Hi,
I am trying to read a table with a field to store hyperlinks (to Word documents in my local computer). I am trying to extract all the text from each Word doc and save it to a new field. Is this possible?
Thank you,
Muyi
Alteryx cannot read Word documents, because they are not really a "data file".
You could write some Python code to extract the text and then process that. What is in the documents that you're trying to extract ?
You might have some luck with this workflow on the Alteryx Public Gallery: https://gallery.alteryx.com/#!app/Word-DocX-Parser/5cafb0b08a93370e40222b9c
It can take a directory of word documents and extract the text from them. No Python at all actually! It reads in values from the XML behind the scenes of the files.
Thank you @BrandonB ! This is life saving!

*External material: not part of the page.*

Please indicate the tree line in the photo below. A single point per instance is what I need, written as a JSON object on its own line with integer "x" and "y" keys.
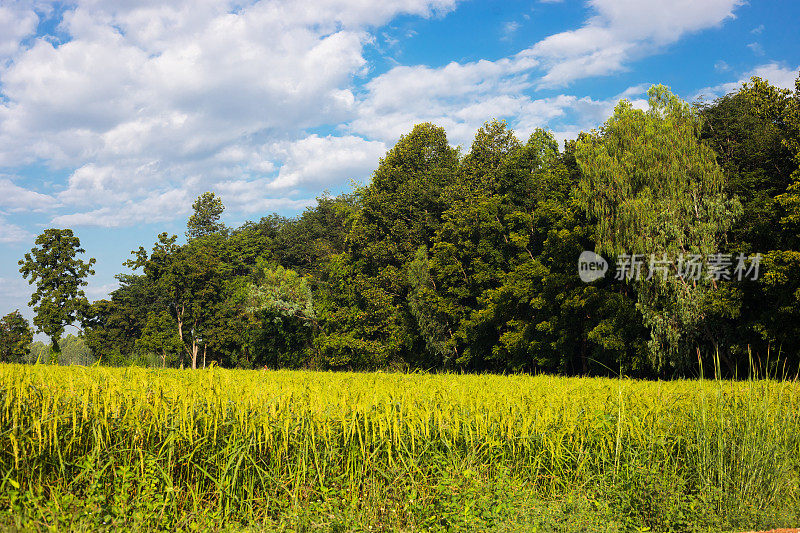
{"x": 469, "y": 261}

I successfully parsed some (20 out of 190) documents but failed to open the rest. They are all in the same folder. I have made sure those files are closed. Do you know the possible reasons?
Error: Parse DocX Batch (7): Record #168: Tool #19: Unable to open archive: T:\T_E_FILES\Construction Section\STP\current\21-permits\21-3801.doc
Muyi
So are they DOC or DOCX ? The difference between the 2 file formats is huge and probably why the logic is failing
They are all doc (97 - 2003 document).